For a decade, the growth of South Korea’s capital markets followed a steady, if uninspired, trajectory. It took ten years for the number of companies with a market capitalization exceeding 1 trillion won to grow from 200 to 300. Yet, in a startling acceleration that began in late 2024, the market added its next 100 trillion-won companies in just nine months, reflecting a fundamental shift in how global investors price Korean assets. This rapid expansion is the result of a rare alignment between technological dominance and long-awaited corporate governance reform.

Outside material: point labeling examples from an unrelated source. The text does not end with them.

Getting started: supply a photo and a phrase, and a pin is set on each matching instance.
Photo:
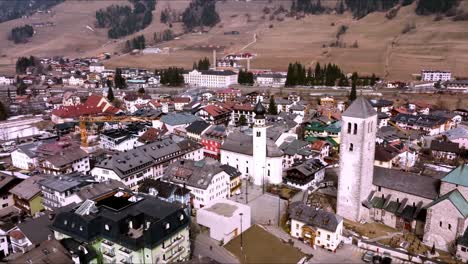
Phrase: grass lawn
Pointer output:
(369, 230)
(263, 247)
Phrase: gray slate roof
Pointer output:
(198, 174)
(241, 143)
(315, 218)
(360, 108)
(407, 182)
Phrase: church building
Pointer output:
(435, 208)
(255, 156)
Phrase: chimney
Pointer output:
(214, 59)
(76, 259)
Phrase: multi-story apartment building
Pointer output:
(128, 228)
(434, 76)
(210, 78)
(206, 180)
(212, 140)
(148, 161)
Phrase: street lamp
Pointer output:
(242, 248)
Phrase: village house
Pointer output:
(435, 75)
(317, 228)
(148, 161)
(305, 174)
(180, 102)
(214, 114)
(206, 180)
(128, 227)
(212, 140)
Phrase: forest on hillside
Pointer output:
(123, 20)
(13, 9)
(361, 8)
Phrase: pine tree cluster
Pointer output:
(21, 34)
(171, 76)
(328, 75)
(123, 20)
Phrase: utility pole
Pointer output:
(242, 245)
(279, 210)
(246, 191)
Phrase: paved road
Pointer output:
(218, 253)
(346, 254)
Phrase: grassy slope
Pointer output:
(382, 47)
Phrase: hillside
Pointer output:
(382, 47)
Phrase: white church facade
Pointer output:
(434, 208)
(255, 156)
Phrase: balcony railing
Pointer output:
(174, 243)
(108, 254)
(125, 252)
(175, 255)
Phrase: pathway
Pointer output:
(218, 253)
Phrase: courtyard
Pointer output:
(259, 246)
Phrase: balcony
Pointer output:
(175, 255)
(107, 245)
(125, 252)
(174, 243)
(109, 256)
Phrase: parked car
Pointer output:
(367, 257)
(377, 260)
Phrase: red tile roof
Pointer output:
(214, 110)
(94, 105)
(181, 100)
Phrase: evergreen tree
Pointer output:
(21, 88)
(353, 93)
(119, 80)
(110, 94)
(272, 107)
(373, 80)
(242, 120)
(3, 112)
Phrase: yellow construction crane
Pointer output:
(107, 118)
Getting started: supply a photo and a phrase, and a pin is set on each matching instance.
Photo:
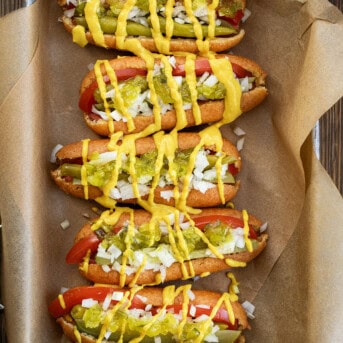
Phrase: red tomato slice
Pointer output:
(220, 317)
(80, 249)
(232, 169)
(86, 100)
(201, 66)
(74, 296)
(235, 21)
(201, 222)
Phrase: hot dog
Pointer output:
(159, 251)
(156, 25)
(212, 100)
(184, 169)
(107, 314)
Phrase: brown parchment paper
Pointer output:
(294, 284)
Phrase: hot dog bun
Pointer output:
(211, 111)
(195, 198)
(95, 272)
(154, 298)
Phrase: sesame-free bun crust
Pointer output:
(195, 198)
(217, 44)
(96, 274)
(155, 298)
(211, 111)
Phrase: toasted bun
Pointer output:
(96, 274)
(154, 297)
(211, 111)
(176, 44)
(195, 198)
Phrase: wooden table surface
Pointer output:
(328, 133)
(329, 130)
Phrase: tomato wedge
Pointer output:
(235, 21)
(91, 242)
(233, 169)
(80, 249)
(74, 296)
(202, 221)
(86, 100)
(221, 315)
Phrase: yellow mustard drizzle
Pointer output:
(248, 242)
(138, 272)
(169, 294)
(84, 266)
(61, 300)
(92, 19)
(233, 287)
(222, 69)
(119, 99)
(192, 83)
(203, 46)
(169, 20)
(233, 263)
(121, 32)
(77, 334)
(84, 181)
(79, 35)
(162, 43)
(110, 315)
(181, 121)
(102, 88)
(212, 18)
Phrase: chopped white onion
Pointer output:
(105, 268)
(192, 310)
(211, 81)
(107, 302)
(246, 15)
(69, 13)
(238, 131)
(117, 296)
(240, 144)
(54, 151)
(65, 224)
(264, 227)
(88, 302)
(191, 295)
(249, 309)
(167, 195)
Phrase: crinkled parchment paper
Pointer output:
(295, 284)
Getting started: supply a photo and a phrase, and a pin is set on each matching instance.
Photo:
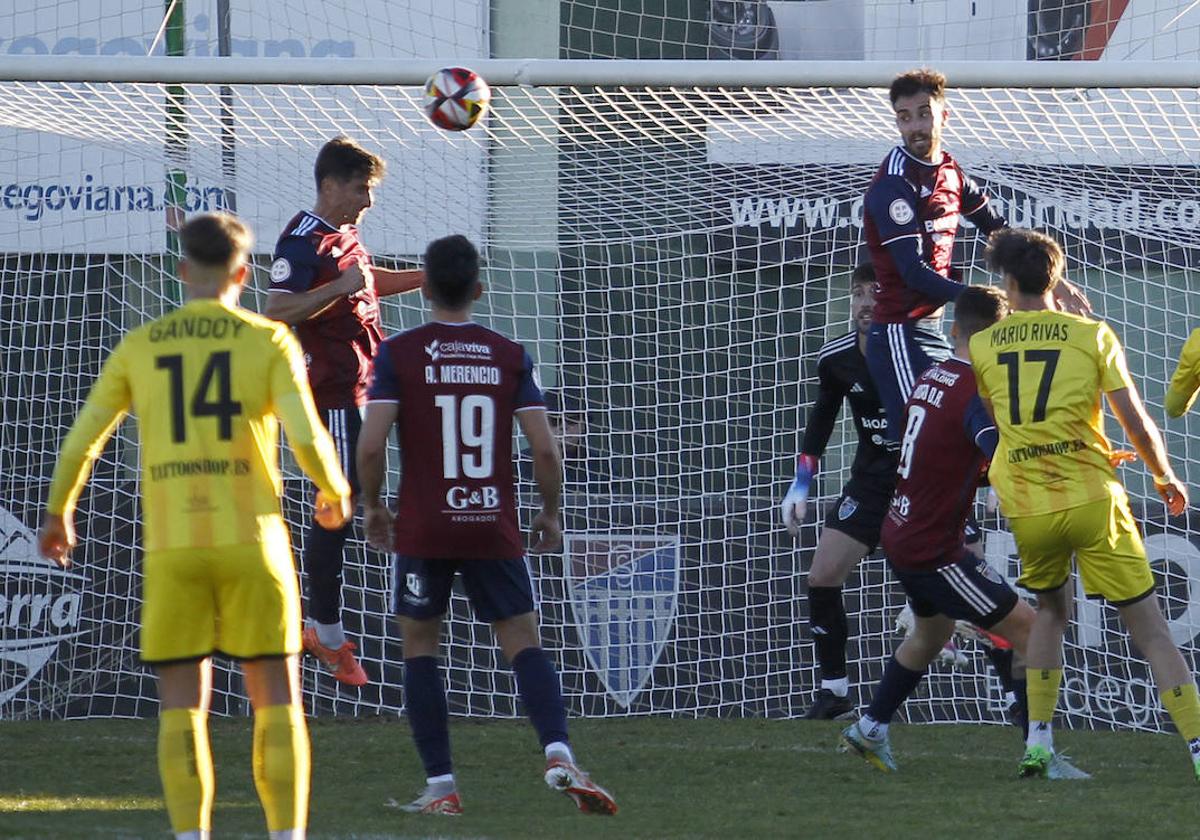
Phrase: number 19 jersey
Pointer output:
(457, 387)
(1044, 373)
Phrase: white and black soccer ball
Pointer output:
(456, 99)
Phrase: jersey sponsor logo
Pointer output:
(900, 211)
(624, 593)
(281, 269)
(472, 498)
(41, 606)
(847, 508)
(457, 349)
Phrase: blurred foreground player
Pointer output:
(207, 383)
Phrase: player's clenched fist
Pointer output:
(57, 539)
(1174, 493)
(378, 523)
(796, 502)
(333, 513)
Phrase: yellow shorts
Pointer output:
(243, 601)
(1104, 539)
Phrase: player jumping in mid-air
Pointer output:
(911, 216)
(207, 382)
(1042, 373)
(323, 283)
(453, 389)
(852, 527)
(945, 450)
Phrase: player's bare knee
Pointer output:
(832, 568)
(516, 634)
(269, 682)
(420, 636)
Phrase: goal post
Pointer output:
(672, 241)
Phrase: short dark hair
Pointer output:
(922, 81)
(1030, 257)
(342, 159)
(978, 307)
(451, 270)
(863, 275)
(217, 240)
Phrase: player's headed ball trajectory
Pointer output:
(456, 99)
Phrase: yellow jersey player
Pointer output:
(207, 383)
(1186, 379)
(1042, 373)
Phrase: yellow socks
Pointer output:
(282, 766)
(185, 765)
(1183, 705)
(1042, 695)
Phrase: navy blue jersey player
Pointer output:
(852, 525)
(912, 211)
(454, 390)
(947, 442)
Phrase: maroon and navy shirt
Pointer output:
(911, 215)
(948, 441)
(457, 387)
(339, 342)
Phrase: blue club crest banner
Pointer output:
(624, 593)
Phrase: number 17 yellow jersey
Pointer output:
(1044, 372)
(207, 383)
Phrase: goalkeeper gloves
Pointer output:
(796, 502)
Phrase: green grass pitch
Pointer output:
(672, 778)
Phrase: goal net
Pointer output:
(673, 257)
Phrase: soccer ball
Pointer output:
(455, 99)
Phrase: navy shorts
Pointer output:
(966, 589)
(895, 355)
(859, 510)
(343, 425)
(497, 589)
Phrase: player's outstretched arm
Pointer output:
(1186, 381)
(310, 442)
(821, 420)
(293, 307)
(390, 281)
(547, 472)
(106, 406)
(1145, 437)
(371, 456)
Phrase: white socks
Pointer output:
(330, 635)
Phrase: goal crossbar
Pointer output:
(544, 72)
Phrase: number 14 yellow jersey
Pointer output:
(1044, 372)
(207, 383)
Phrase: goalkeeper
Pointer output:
(207, 383)
(852, 526)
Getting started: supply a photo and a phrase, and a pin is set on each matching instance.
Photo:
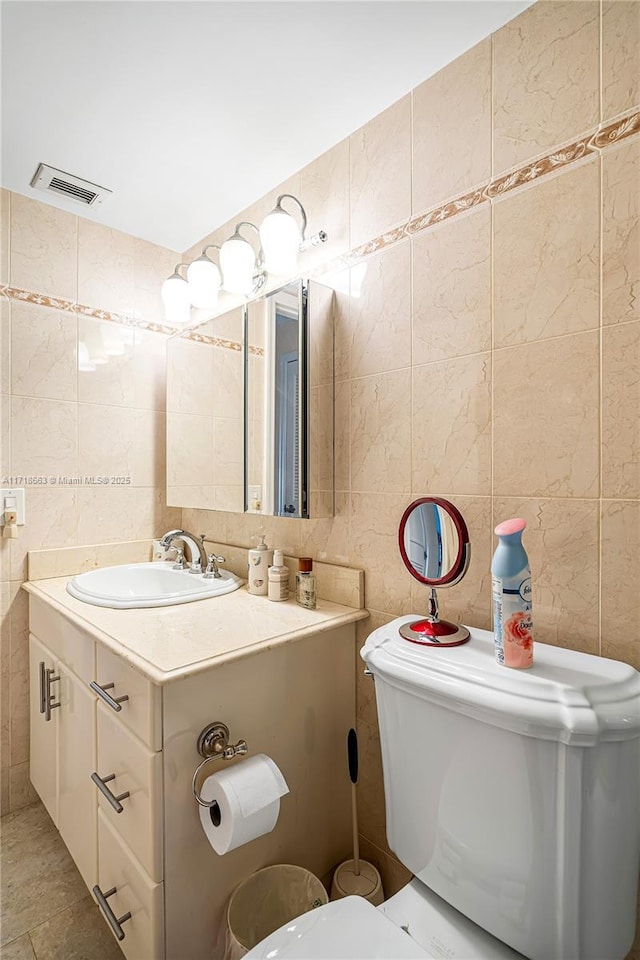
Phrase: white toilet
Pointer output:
(514, 799)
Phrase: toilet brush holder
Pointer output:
(356, 877)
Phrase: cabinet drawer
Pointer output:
(138, 771)
(71, 644)
(141, 712)
(135, 893)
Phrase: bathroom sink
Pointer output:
(148, 585)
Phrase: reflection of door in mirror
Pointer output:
(205, 415)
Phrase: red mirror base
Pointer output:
(435, 633)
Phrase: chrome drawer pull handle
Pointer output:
(48, 701)
(41, 690)
(114, 922)
(113, 702)
(101, 784)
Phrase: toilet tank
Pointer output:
(515, 794)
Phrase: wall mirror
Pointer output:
(250, 398)
(434, 545)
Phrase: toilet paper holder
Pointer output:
(213, 744)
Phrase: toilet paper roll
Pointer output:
(248, 797)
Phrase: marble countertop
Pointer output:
(166, 643)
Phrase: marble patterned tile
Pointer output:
(5, 215)
(621, 234)
(5, 346)
(452, 289)
(106, 362)
(44, 438)
(621, 411)
(381, 434)
(149, 459)
(545, 79)
(44, 248)
(561, 540)
(328, 538)
(105, 514)
(152, 265)
(77, 933)
(366, 707)
(151, 515)
(190, 377)
(380, 313)
(38, 876)
(380, 173)
(451, 446)
(105, 268)
(374, 549)
(190, 454)
(105, 441)
(620, 560)
(149, 370)
(546, 418)
(52, 522)
(620, 62)
(43, 352)
(546, 248)
(457, 98)
(324, 193)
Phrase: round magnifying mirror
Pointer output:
(434, 544)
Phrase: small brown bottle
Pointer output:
(306, 584)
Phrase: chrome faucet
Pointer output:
(197, 553)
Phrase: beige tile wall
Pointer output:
(492, 358)
(58, 420)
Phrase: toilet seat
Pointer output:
(348, 929)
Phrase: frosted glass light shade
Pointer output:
(176, 297)
(204, 282)
(280, 238)
(238, 263)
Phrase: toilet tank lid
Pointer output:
(571, 697)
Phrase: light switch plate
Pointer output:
(6, 494)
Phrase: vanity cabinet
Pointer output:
(114, 763)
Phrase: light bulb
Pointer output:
(238, 262)
(176, 297)
(204, 282)
(280, 238)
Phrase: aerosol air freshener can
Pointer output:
(511, 583)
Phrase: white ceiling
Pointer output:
(191, 109)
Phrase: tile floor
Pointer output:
(47, 912)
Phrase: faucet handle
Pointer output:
(212, 567)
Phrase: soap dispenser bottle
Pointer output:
(260, 559)
(511, 586)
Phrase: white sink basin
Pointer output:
(148, 585)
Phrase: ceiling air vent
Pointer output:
(66, 185)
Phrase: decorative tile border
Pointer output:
(604, 136)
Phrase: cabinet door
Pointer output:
(43, 763)
(77, 807)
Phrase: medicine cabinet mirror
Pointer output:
(250, 415)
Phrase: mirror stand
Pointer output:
(433, 630)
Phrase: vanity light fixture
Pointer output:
(204, 279)
(176, 297)
(242, 269)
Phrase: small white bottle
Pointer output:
(260, 559)
(278, 578)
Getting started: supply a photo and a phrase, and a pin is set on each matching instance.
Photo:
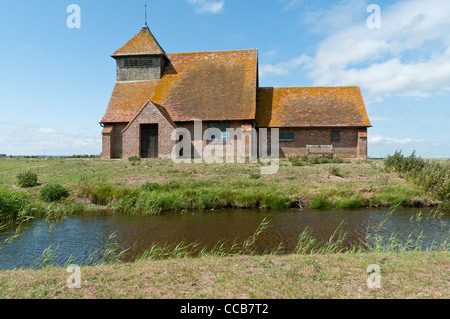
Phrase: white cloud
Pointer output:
(208, 6)
(380, 59)
(34, 140)
(378, 139)
(408, 56)
(283, 68)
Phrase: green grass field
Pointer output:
(407, 275)
(118, 184)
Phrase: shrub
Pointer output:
(12, 203)
(336, 171)
(101, 194)
(321, 202)
(150, 186)
(135, 160)
(432, 176)
(296, 161)
(27, 179)
(350, 203)
(53, 193)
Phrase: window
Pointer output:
(286, 137)
(224, 128)
(138, 62)
(335, 136)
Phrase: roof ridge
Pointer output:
(142, 43)
(309, 87)
(218, 51)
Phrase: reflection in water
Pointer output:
(78, 237)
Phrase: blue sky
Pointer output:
(55, 82)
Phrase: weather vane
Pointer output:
(145, 14)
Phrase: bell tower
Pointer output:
(141, 58)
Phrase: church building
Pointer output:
(157, 92)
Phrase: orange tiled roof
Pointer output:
(143, 43)
(195, 86)
(311, 107)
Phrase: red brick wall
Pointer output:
(352, 143)
(347, 147)
(199, 145)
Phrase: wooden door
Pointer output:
(149, 141)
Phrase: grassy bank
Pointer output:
(153, 186)
(404, 275)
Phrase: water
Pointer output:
(80, 236)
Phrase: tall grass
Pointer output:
(430, 175)
(13, 203)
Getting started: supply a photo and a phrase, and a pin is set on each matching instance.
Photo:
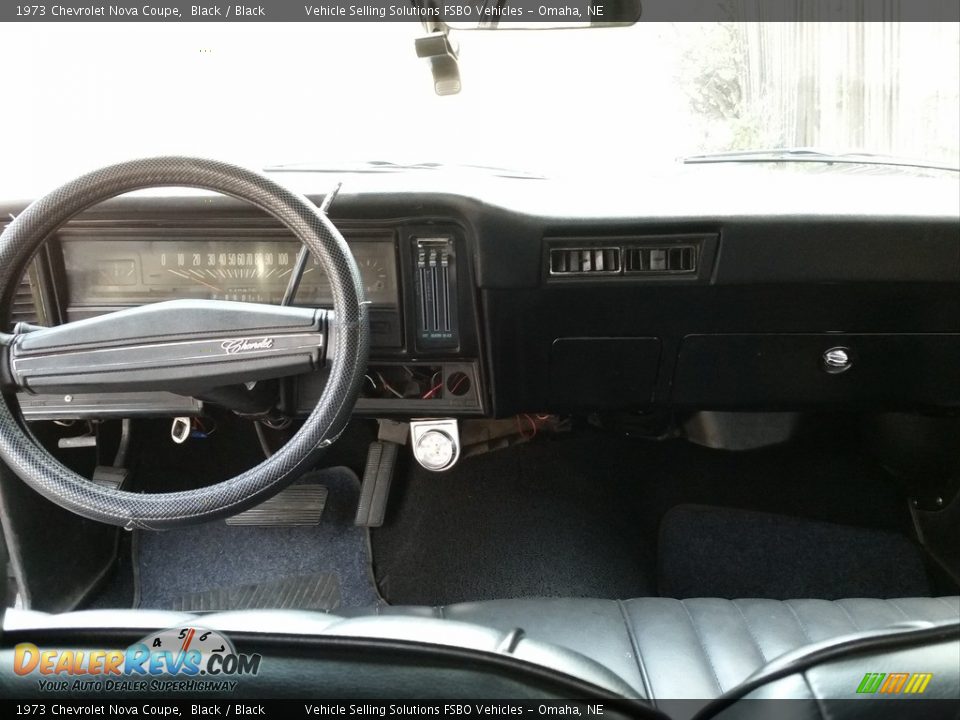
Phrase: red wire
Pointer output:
(431, 391)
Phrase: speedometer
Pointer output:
(135, 271)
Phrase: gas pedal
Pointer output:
(294, 506)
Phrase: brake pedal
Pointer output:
(293, 506)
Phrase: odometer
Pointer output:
(136, 271)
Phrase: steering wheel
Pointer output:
(182, 346)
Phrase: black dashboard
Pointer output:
(519, 302)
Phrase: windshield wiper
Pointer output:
(386, 166)
(801, 154)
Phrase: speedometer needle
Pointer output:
(187, 276)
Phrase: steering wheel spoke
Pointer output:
(182, 346)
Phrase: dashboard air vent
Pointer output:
(652, 259)
(584, 261)
(24, 307)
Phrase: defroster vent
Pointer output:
(584, 260)
(660, 259)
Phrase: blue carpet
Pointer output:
(215, 558)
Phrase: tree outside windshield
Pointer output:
(560, 102)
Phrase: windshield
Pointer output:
(547, 102)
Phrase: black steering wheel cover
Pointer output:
(347, 366)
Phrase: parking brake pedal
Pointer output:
(378, 473)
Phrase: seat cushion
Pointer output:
(688, 649)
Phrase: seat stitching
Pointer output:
(856, 625)
(821, 709)
(750, 630)
(894, 603)
(706, 653)
(796, 615)
(944, 601)
(638, 656)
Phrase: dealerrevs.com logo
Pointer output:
(188, 659)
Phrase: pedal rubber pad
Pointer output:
(291, 507)
(320, 591)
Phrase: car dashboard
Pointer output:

At the heart of this surge lies High Bandwidth Memory (HBM), the critical component that feeds data to Nvidia’s AI processors. Samsung Electronics and SK Hynix currently control approximately 80% of the global HBM market, effectively positioning South Korea as the indispensable 'bottleneck' of the global AI infrastructure. As the demand for AI data centers grows exponentially, the traditional narrative of memory as a cyclical commodity has been replaced by a premium valuation of memory as the essential fuel for large language models.
The financial results are staggering. By the first quarter of 2026, SK Hynix achieved a net profit margin of 77%, an unprecedented figure for a hardware manufacturer that actually exceeds the gross margins of some leading software firms. This influx of 'AI gold' has provided the capital necessary for these firms to engage in aggressive expansion and shareholder returns, sparking a rally that saw the KOSPI index nearly triple in value over a two-year period.
Crucially, this boom is not limited to the traditional chaebols. The junior KOSDAQ board has seen its own renaissance, with 137 companies now boasting trillion-won valuations. This diversification suggests that the concentration of power within a few family-run conglomerates is finally beginning to yield to a more decentralized ecosystem of biotech and AI application startups. This structural shift indicates that South Korea is beginning to cultivate growth outside of its traditional industrial giants.
Simultaneously, the perennial 'Korea Discount'—the systemic undervaluation of Korean firms due to poor governance—is being dismantled. Following the 2025 passage of the Commercial Act amendment and the mandatory cancellation of treasury stocks in 2026, the legislative environment has pivoted toward protecting minority shareholders. Inspired by Japan’s corporate reforms a decade ago, these measures have created a 'flywheel effect' where AI-driven profits are channeled into dividends and buybacks, attracting a new wave of global capital.
Despite this momentum, structural risks remain. South Korea’s dominance is currently concentrated in the 'hardware and infrastructure' layer of the AI stack, while it lags behind in foundational models and software applications. While the nation is reaping the rewards of 'selling sand' to the AI industry, its long-term stability will depend on whether it can move up the value chain. If HBM becomes commoditized or if architectural shifts reduce its importance, the current valuation boom could face a severe correction.